-- -- -- / -- -- --
Culture

Virtuoses Méditerranée

Virtuoses Méditerranée

Lors d’une représentation musicale unique, ce jeudi 12 février en fin d’après-midi, au Musée public national d’art moderne et contemporain à Alger, le duo italien au violoncelle et à la contrebasse et le quintette de saxophonistes espagnols ont exposé un répertoire de fusion méditerranéenne. 

Dans une ambiance relevée, marquée par une fusion prolifique des genres, le duo de Gêne en Italie, Federico Bragetti au violoncelle et Giulio Tanasini à la contrebasse, suivis de cinq saxophonistes de Séville en Espagne ont animé le sous sol du Musée public national d’art moderne et contemporain (MAMA). Ce concert, dédié au cycle de concerts Figures sonores IV, programmé dans le cadre du 6e Festival international d’art contemporain d’Alger -Fiac- 2014, a accueilli un public homogène et attentionné.

Entouré d’œuvres d’art et plongé dans une ambiance feutrée, l’espace scénique a répercuté, plus d’une heure durant, les pièces des deux prestations qui ont allié l’esprit de la musique de chambre aux sonorités méditerranéennes. Walid Bouguerra, jeune guitariste algérien, a ouvert cette rencontre avec quelques pièces apaisantes de douceur, avant de céder la place au duo génois.

Federico Bragetti, interprétant Les mots sont allés, récital pour violoncelle de Luciano Berio (1979), et GiulioTanasini jouant Motivy pour contrebasse (1968) d’Emil Tabakov, les deux solos ont orné le silence de la salle.

Ce duo s’est ensuite recomposé pour interpréter avec maîtrise et agilité, des œuvres de Gioachino Rossini (1792-1868), dont Duo pour violoncelle et contrebasse en ré majeur, rendue dans ses trois mouvements. Et en reprenant de grands maitres du saxophone, le Quintette de saxophones du Conservatoire supérieur de musique Manuel-Castillo de Séville, formation composée du Quartet SQ4 et le professeur Alfonso Padilla Lopez, a présenté des pièces alliant le folklore grec au jazz, la musique funk et à la valse.

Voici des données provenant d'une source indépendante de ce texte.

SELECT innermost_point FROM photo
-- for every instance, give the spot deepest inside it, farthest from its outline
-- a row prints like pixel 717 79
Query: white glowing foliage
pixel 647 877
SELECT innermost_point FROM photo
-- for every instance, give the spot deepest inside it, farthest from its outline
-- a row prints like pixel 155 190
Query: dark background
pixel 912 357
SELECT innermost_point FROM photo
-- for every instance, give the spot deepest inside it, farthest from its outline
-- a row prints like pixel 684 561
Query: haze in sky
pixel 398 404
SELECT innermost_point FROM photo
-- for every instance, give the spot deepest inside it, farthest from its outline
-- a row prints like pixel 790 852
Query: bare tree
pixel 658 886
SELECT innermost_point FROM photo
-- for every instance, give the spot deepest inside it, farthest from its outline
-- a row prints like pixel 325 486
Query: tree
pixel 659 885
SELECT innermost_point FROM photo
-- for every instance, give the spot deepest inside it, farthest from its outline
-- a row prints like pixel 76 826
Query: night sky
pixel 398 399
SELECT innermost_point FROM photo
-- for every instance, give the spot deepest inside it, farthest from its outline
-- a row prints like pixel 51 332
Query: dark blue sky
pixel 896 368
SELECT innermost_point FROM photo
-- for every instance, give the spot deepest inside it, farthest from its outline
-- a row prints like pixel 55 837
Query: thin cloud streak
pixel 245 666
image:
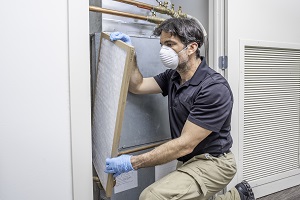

Puis, le public a eu droit à Suite Hellénique dans ses quatre variations et Memorias, deux pièces de Pedro Iturralde, Quatuor Allegro non troppo d’Alfred Desenclos, Ku-ku de Barry Cockcroft, Branora de Phillip Geiss et Tango Virtuoso de Thierry Escaich. Francisco Rusillo Marquez, Juan Manuel Gonzalez Diaz, Manuel Jésus Vasquez Medina et José Manuel Brazo Garcia, bien dirigés par le professeur Alfonso Padilla Lopez ont brillé de virtuosité avec un jeu précis et juste.

Répartis en cinq pupitres : soprano, alto, ténor et baryton, les cuivres ont exposé un programme soutenu par une distribution polyphonique de qualité avec une technique de jeu et une dextérité des plus appréciées.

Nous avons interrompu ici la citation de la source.